I was sitting in my study listening to the pied fly-catcher singing one of his seven thousand little songs with which each day he adds to the joy of May, when a new voice came from the woodland near me. It was not an English voice, it might have been Russian by the constant “tchick” in its vocabulary, and Russian probably it was, for, as I soon learned, the bird was none other than the great spotted-woodpecker, which might have come all the way from Russian woodlands or Siberian steppes to honour my lakeland grove with his presence. (p. 605)….

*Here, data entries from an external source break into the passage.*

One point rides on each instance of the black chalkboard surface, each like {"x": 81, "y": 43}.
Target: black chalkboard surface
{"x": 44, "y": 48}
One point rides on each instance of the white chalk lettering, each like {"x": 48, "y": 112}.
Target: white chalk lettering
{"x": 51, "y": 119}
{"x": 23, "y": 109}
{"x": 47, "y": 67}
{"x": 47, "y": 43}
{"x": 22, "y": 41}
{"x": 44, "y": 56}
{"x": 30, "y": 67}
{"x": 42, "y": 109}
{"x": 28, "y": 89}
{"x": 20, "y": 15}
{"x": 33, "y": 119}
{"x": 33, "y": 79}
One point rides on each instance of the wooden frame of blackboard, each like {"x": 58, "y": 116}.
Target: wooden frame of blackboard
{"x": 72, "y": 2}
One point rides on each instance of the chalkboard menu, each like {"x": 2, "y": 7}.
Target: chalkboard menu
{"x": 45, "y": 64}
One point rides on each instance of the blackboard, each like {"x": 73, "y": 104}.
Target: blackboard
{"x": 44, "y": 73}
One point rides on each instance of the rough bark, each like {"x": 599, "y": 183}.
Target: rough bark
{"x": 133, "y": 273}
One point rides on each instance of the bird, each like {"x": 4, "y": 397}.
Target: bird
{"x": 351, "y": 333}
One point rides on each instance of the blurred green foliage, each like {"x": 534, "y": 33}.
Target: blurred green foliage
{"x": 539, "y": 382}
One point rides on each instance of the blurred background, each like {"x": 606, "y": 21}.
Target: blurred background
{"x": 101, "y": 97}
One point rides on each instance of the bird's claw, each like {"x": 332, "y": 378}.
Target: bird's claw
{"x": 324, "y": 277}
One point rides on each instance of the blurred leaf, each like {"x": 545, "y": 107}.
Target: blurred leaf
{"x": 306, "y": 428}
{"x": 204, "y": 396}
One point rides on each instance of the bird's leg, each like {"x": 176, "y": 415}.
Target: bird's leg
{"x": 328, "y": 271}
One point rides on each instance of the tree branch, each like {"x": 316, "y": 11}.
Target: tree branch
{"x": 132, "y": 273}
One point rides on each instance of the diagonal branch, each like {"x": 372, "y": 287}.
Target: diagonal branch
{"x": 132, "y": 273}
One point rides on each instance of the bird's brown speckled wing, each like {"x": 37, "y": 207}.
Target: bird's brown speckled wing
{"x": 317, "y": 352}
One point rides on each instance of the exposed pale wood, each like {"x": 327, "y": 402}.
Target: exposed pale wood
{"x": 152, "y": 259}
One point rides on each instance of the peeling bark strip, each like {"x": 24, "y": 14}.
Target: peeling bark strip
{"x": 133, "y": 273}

Happy in the possession of a bride he has to-day, May 14th, fixed upon his abode. He has found a birch tree whose head was lost in the wind, that stands up like a bare pole to the height of 30 to 40 feet (p. 605)…. Very silently do they work these birds. It is only when they are away from the tree feeding that they talk Russian at all one to the other. But there are times when apparently from access of animal spirits and joy in their accomplished work, both Mr. and Mrs. Woodpecker play a kind of tattoo upon the tree, which hallowed out as it is now for the nest, sounds very much as a far-off wooden drum might sound, such as a wild man of the woods in Africa uses. (p. 606)
On Monday the 21st, the woodcraft ceased, and Mrs. Woodpecker began her task of egg laying. Then absolute silence fell upon the woodland. No birds were seen to come to or leave the tree. As far as appearances went the nest had been deserted. But my wise fried, the naturalist, said, “Oh that is just part of their dodge. That is woodpecker artifice. They want you to believe the nest is deserted.” (p. 606)
The naturalist was right. In a fortnight’s time, about June 11th, it was quite clear something has happened, for now the birds were seen flying to and fro, noiseless of voice and wing. There was no crying one to the other, but the undulating flight of the bird in the meadows near by, made it quite certain that the woodpecker was searching for food, and whenever we approached the tree, however hidden we believed ourselves to be, the alarm note “tchick-tra” was given. (p. 606)
Suddenly, about June 18th, the youngsters asserted themselves, and such a continual noise was heard from hungry voices demanding supplies as filled the woodland with sound and wonder. I could not have believed it possible for any young bird throats to make such whizzing, as of giant grass-hoppers, mixed with the cry of metallic sound as of clock wheels going round and round. This in turn mingled with screams and squeaks as of elfs in pain—a sound that seemed to possess the whole tree, so that when one approached it one could not say whether it came from the air, the ground, or the tree. It began at 3-30 in the morning, and did not end till the last caterpillar was delivered at 9-30. (pp. 606-7)
During this time the indefatigable parent birds were constantly working to find food for their insatiable young. I timed the visits and found that each bird brought a caterpillar in turn every minute, that is to say that during a day not less than eighteen hours in length, the young were fed with 1,080 caterpillars, and knowing as I did that the caterpillar pest was abroad, I should have been glad if there had been bot one, but twenty woodpeckers’ nests in the garden-ground. (p. 607)
On Thursday 21st, about 5-30 in the morning, the culminating cries and whizz ceased, and the old birds must have felt love’s labour rewarded by sight of three little creatures with crimson flush on their heads able to take wing and escape from their prison house. For the next week we heard five instead of two birds talking Russian in different parts of the garden-grove. How many eggs were laid I cannot say. I had no means of examining the nest, short of sawing off a portion of the trunk, and I was unwilling to do this lest in future years these strange and beautiful birds should rebuke me, but I am wondering at this day why they were not content with one hold for their nest. The woodpeckers had made two. Is it that like the rabbit, nature has taught them it is wise to have a bolt-hole for escape? What is certain is, that they used either door-way for their nest, both for access and for egress, though so far as could be observed, they only fed their nestlings from one, and that the lower one. It was a real sorrow to find a few days later the burying beetles hard at work giving sepulchre to the body of one of the young woodpeckers about 12 feet from the tree. My gardener tells me he believed it was worried to death by some starlings. Of this I cannot speak with certainty, but those who have seen an owl mobbed can understand that the starling in mischief would hurt anything looking so ridiculously strange, and anything so apparently defenceless. (p. 607)
A Naturalist friend tells me, he thinks that there were probably six young woodpeckers hatched out and that we were misled as to numbers, by reason of the fact that when the young leave the nest the father and mother-birds divide the brood between them, and take them to different feeding grounds. He also said that all the young are rosy-headed, but that after the first moult the cock-birds alone retain the scarlet head-dress. (p. 607)
(Parents’ Review, XXVIII (October 1917), 605-7.)